Members of the joint boards raised concerns over the size and frequency of surpluses in the school budget. The school board finished the 2016-17 fiscal year with a budget surplus of $525,681.
Even with a flat budget this fiscal year, the school board could have a surplus, officials said.
“They said last year that, if they took a big hit from the state to the tune of $1 million, they could absorb it,” Burgess Robert Neth said.
Sheridan, who felt there hadn’t been enough transparency with the school budget throughout the years, said any increase would raise the minimum budget requirement. Under state law, the Naugatuck school budget can’t be cut because the borough is an alliance district.
“It will be a fixed number forever because it constitutes a new minimum budget requirement. You’ll never be able to drop it below that,” Sheridan said.
The decision to keep education funding flat wasn’t unanimous as Hess, Deputy Mayor Laurie Taf Jackson, Burgess Bob Burns, and finance board members Diane Scinto, Sara Euvino and Robert Burke voted against it.

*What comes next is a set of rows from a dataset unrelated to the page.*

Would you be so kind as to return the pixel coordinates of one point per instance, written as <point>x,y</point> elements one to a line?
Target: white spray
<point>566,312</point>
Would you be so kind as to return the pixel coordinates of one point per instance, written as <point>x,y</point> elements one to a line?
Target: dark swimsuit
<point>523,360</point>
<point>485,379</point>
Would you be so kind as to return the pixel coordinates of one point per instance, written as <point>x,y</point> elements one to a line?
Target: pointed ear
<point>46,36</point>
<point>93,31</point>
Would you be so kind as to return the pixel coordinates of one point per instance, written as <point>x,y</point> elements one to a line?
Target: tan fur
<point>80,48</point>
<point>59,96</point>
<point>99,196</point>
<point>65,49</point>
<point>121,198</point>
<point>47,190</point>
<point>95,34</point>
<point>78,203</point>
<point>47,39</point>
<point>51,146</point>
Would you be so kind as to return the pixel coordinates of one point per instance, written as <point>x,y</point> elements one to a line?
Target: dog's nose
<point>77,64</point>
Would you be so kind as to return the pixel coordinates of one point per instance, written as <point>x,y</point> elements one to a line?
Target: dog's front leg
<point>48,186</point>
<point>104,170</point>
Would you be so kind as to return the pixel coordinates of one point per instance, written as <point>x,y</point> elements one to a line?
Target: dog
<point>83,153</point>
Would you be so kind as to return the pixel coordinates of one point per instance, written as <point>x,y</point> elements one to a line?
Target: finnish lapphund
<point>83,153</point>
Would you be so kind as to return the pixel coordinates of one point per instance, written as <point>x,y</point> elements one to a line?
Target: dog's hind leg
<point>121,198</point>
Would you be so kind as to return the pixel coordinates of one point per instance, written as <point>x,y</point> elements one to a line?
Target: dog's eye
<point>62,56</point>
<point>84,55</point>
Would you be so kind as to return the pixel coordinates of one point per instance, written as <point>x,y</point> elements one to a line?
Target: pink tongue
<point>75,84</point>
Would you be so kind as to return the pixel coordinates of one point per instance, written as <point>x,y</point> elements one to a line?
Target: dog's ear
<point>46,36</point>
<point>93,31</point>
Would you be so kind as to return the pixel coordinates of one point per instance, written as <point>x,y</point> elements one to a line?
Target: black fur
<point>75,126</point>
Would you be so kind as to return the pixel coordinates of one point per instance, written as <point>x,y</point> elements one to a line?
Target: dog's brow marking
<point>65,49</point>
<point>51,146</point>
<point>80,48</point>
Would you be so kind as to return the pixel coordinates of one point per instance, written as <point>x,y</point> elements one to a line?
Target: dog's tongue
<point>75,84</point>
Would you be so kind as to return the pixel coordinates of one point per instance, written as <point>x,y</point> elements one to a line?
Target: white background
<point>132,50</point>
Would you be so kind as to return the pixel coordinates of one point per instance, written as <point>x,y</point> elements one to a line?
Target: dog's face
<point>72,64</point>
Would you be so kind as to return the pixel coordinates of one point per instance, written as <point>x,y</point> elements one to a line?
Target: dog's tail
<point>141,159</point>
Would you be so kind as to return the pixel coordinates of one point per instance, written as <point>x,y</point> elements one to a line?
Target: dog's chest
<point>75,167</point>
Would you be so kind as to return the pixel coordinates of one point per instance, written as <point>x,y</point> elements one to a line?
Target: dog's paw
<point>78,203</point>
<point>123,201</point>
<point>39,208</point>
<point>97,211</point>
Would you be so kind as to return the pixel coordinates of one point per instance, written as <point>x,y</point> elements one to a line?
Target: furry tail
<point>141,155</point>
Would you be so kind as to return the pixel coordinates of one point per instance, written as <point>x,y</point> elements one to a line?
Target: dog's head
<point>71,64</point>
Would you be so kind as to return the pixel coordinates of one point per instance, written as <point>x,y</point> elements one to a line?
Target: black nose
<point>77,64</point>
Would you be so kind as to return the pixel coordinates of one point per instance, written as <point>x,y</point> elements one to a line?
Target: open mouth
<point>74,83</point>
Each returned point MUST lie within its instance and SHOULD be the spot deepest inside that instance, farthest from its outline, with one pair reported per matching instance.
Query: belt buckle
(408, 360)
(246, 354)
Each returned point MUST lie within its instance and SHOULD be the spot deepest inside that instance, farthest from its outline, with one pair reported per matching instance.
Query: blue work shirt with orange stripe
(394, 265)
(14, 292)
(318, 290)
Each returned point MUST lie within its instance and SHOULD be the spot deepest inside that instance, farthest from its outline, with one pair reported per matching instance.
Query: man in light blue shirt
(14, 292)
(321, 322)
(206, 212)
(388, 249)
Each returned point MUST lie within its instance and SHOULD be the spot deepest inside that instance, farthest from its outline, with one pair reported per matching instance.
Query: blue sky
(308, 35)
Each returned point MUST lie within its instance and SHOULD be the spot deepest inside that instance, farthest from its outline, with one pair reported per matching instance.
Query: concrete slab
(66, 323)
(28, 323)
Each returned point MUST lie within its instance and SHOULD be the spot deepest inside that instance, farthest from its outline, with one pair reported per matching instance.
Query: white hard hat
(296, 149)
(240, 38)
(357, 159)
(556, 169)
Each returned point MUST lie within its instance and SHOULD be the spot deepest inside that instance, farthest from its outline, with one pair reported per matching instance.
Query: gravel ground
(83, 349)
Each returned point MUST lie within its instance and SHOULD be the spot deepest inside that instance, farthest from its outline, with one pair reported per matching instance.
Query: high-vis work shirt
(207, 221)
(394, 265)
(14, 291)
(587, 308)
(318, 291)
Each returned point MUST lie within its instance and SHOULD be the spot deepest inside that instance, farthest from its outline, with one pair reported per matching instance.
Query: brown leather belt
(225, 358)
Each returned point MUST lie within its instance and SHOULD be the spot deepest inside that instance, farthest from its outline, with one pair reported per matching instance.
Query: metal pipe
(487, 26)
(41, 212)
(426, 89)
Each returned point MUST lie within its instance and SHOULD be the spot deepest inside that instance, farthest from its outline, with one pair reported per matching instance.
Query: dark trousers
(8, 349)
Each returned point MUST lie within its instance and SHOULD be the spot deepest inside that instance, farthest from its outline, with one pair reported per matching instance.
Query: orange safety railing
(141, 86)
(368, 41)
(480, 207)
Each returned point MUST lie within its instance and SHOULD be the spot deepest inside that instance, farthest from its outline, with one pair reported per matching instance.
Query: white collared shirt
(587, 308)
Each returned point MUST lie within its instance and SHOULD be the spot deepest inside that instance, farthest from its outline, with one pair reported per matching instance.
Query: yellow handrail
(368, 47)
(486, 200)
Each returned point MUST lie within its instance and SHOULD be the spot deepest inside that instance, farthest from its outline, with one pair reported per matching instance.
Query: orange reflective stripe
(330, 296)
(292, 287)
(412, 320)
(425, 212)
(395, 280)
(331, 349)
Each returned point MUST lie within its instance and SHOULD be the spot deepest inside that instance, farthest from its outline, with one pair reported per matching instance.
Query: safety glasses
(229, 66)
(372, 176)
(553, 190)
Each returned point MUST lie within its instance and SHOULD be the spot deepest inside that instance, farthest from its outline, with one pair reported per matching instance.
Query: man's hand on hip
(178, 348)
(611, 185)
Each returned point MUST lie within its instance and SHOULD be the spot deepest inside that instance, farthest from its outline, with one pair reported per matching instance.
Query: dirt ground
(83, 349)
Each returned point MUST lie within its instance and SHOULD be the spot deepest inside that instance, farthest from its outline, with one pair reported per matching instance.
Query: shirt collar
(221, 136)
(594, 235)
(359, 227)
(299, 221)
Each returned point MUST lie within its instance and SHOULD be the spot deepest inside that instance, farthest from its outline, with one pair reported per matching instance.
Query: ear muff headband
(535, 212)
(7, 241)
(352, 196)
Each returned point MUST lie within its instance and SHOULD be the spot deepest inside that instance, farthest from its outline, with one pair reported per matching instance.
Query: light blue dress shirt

This would be the third year in a row the Board of Education hasn’t received an increase in its budget.
Another topic of debate among the joint boards was whether to fund the first payment for a new firetruck — $183,333 — under capital projects.
The payment in the 2018-19 budget would be the first of three for a new firetruck, which would replace Engine 5 at the Naugatuck Fire Department. The department is also looking to replace a ladder truck in the near future. The trucks are near the end of their lives, according to officials.
Most members of the joint boards favored of the purchase.
Board of Finance member Andrew Bottinick argued that putting off financing items led to the borough underfunding its pensions for many years and then bonding to correct the error.
“That was something we kicked down the road and through the years. I don’t even want to think about how much interest we have had to pay on that bond to make up for the sins of our fathers,” Bottinick said.
Euvino agreed, saying the borough would have to face purchasing multiple fire engines at one time if it didn’t begin the process now.
“Do you want to buy two engines in 2021? Hell no,” Euvino said. “It is irresponsible, knowing the situation we are in right now, to say in 20 years the finance board is going to have to do this same thing.”
The budget will now go to a public hearing on May 14 at 6:30 p.m. at the Board of Education office, 497 Rubber Ave. The joint boards will then meet May 17 to review and adopt the budget.